• Cytomegalovirus disease;
  • ganciclovir;
  • posttransplant;
  • valganciclovir;
  • viral kinetics

Intravenous ganciclovir is the standard treatment for cytomegalovirus disease in solid organ transplant recipients. Oral valganciclovir is a more convenient alternative. In a randomized, international trial, recipients with cytomegalovirus disease were treated with either 900 mg oral valganciclovir or 5 mg/kg i.v. ganciclovir twice daily for 21 days, followed by 900 mg daily valganciclovir for 28 days. A total of 321 patients were evaluated (valganciclovir [n = 164]; i.v. ganciclovir [n = 157]). The success rate of viremia eradication at Day 21 was 45.1% for valganciclovir and 48.4% for ganciclovir (95% CI –14.0% to +8.0%), and at Day 49; 67.1% and 70.1%, respectively (p = NS). Treatment success, as assessed by investigators, was 77.4% versus 80.3% at Day 21 and 85.4% versus 84.1% at Day 49 (p = NS). Baseline viral loads were not different between groups and decreased exponentially with similar half-lives and median time to eradication (21 vs. 19 days, p = 0.076).

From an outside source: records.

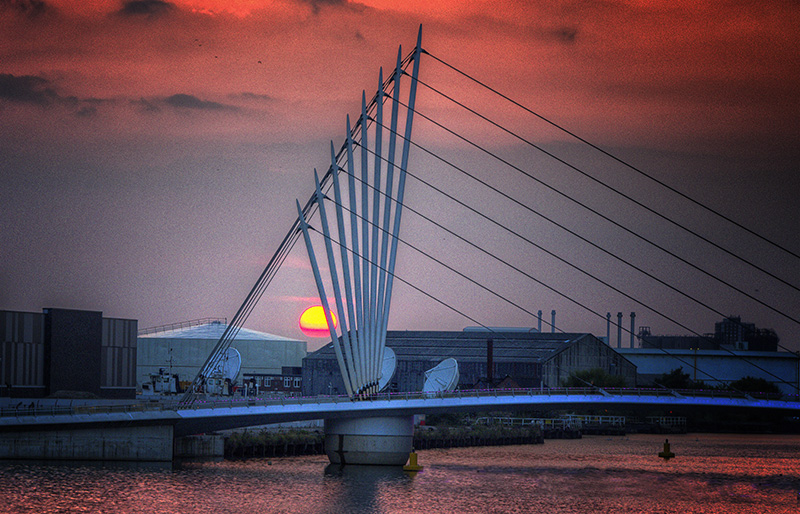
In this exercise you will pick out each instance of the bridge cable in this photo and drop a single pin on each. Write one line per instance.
(617, 159)
(581, 204)
(473, 320)
(257, 291)
(456, 200)
(610, 188)
(522, 272)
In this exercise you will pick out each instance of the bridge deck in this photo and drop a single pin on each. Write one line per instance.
(210, 416)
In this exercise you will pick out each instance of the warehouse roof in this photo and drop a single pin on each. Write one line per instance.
(213, 330)
(471, 345)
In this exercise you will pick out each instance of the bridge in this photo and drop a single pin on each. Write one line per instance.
(146, 431)
(369, 420)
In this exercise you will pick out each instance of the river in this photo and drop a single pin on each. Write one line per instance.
(723, 474)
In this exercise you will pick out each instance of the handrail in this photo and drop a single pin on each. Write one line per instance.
(181, 324)
(33, 409)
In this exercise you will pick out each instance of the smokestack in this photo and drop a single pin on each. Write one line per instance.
(490, 361)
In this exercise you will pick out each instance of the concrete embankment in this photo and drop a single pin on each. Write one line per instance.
(265, 443)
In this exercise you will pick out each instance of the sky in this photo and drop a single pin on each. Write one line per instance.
(151, 153)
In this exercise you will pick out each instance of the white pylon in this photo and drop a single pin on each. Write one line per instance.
(364, 310)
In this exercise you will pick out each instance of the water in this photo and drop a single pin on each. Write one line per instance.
(710, 474)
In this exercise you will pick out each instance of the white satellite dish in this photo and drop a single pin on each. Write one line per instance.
(442, 377)
(387, 369)
(228, 365)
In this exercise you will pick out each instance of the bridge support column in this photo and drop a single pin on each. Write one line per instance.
(382, 441)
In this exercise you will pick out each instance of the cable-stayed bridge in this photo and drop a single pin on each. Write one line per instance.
(358, 243)
(205, 417)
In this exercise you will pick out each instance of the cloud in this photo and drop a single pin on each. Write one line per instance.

Side-effects and discontinuations of assigned treatment (18 of 321 patients) were comparable.

Oral valganciclovir shows comparable safety and is not inferior to i.v. ganciclovir for treatment of cytomegalovirus disease in organ transplant recipients and provides a simpler treatment strategy, but care should be taken in extrapolating to organ transplant recipients not properly represented in the present study.